Each Feminist Studies student builds an individual program of study around a self-defined thematic focus, integrating courses from multiple departments. The Program offers an undergraduate major and minor, and an interdisciplinary honors program that is open to students in all majors. The program encourages work in the arts and supports creative honors theses.
Feminist Studies awards the annual Michelle Z. Rosaldo Prizes and Francisco Lopez Prizes for the best undergraduate scholarship on women, feminism, gender, or sexuality. The Rosaldo Prizes are awarded for the best essay and honors thesis or master's paper in the social sciences, and the Lopez Prizes for the best essay and honors thesis or master's paper in the humanities. See http://stanford.edu/dept/femstudies/opportunities for details.

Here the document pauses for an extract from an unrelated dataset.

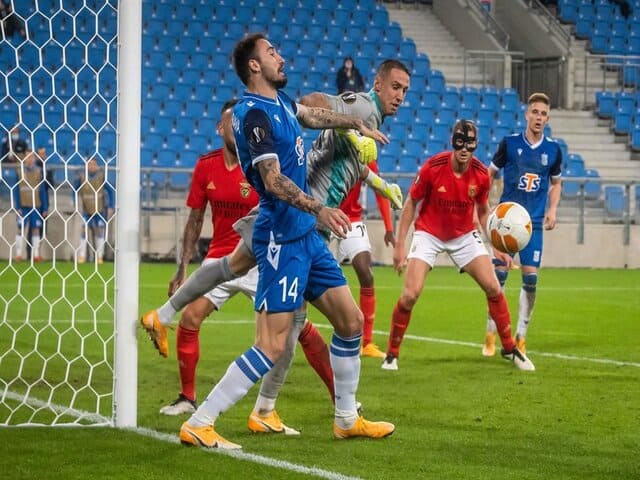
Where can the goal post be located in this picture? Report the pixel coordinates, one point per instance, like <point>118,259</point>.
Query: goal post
<point>70,81</point>
<point>127,256</point>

Curriculum guidelines and forms for the major, minor, and honors are available at the Feminist Studies office or at http://feminist.stanford.edu. Students interested in Feminist Studies should consult the program mentor.

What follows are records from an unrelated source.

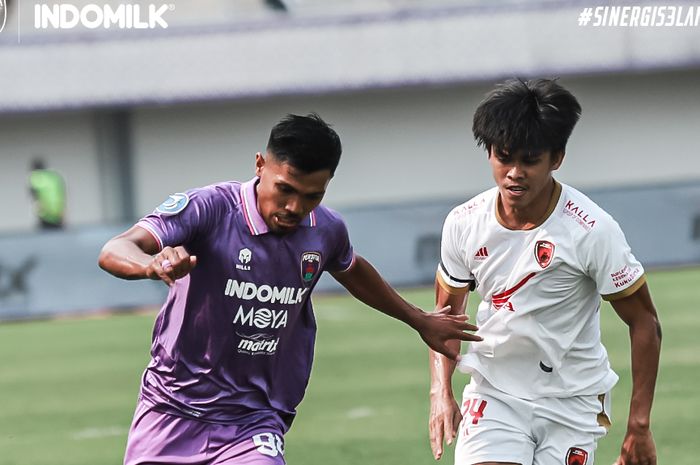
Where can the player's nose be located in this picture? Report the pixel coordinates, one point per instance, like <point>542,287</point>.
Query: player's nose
<point>516,171</point>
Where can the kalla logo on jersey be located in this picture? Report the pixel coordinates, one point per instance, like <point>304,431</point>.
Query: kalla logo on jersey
<point>544,251</point>
<point>310,264</point>
<point>174,204</point>
<point>576,456</point>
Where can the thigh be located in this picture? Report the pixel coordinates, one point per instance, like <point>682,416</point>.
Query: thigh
<point>160,438</point>
<point>569,430</point>
<point>264,448</point>
<point>495,429</point>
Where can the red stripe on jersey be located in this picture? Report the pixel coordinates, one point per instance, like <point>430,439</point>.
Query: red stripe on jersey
<point>503,296</point>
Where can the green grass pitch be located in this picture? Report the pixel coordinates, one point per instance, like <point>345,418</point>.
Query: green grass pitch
<point>68,387</point>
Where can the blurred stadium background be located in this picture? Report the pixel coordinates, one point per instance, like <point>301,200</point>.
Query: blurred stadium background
<point>129,116</point>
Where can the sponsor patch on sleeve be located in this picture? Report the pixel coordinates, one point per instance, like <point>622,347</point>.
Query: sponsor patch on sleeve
<point>174,204</point>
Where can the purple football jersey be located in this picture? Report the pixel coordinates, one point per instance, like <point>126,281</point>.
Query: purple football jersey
<point>234,340</point>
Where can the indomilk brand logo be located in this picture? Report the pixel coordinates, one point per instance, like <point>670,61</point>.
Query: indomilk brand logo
<point>93,16</point>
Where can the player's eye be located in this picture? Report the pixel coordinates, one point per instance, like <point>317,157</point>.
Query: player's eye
<point>285,188</point>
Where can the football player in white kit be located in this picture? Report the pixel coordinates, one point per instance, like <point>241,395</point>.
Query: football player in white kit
<point>540,254</point>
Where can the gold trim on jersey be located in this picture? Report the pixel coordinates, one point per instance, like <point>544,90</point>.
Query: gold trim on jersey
<point>626,292</point>
<point>450,289</point>
<point>553,201</point>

Mission of the Undergraduate Program in Feminist Studies
The Program in Feminist Studies provides students with the background and skills necessary to investigate the significance of gender and sexuality in all arenas in human life. Students in the major examine how gender is embedded in society, intersecting with other relations of power such as class, race, ethnicity, sexuality and age. The program is interdisciplinary in nature and coordinates courses offered on women, gender, sexuality, and feminism across campus. Students learn to incorporate feminist perspectives to expand and reevaluate the assumptions at work in traditional disciplines in the study of individual cultures, social institutions, policy, and other areas of scholarly inquiry. The program provides majors with excellent preparation for graduate or professional schools.

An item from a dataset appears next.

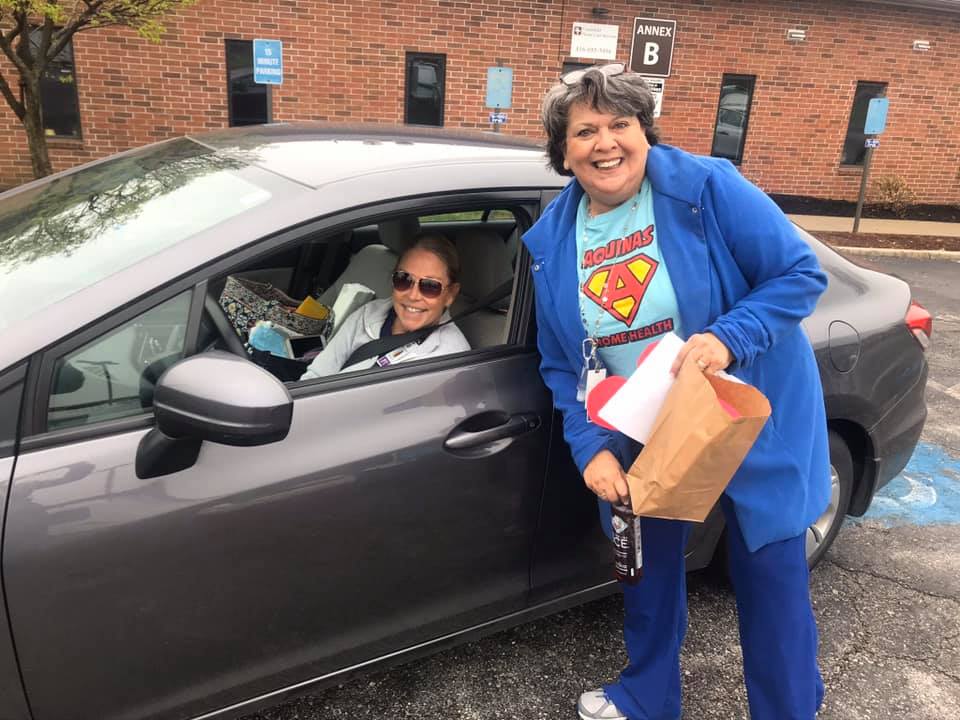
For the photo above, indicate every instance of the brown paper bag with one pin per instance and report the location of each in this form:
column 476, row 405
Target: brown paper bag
column 695, row 446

The program expects undergraduate majors in the program to be able to demonstrate the following learning outcomes. These learning outcomes are used in evaluating students and the program's undergraduate program. Students are expected to demonstrate:
- ability to develop effective and nuanced lines of interpretation.
- critical thinking skills in analysis of original research results.
- facility with the methodologies and presuppositions underlying interpretive positions in secondary literature.
- analytical writing skills and close reading skills.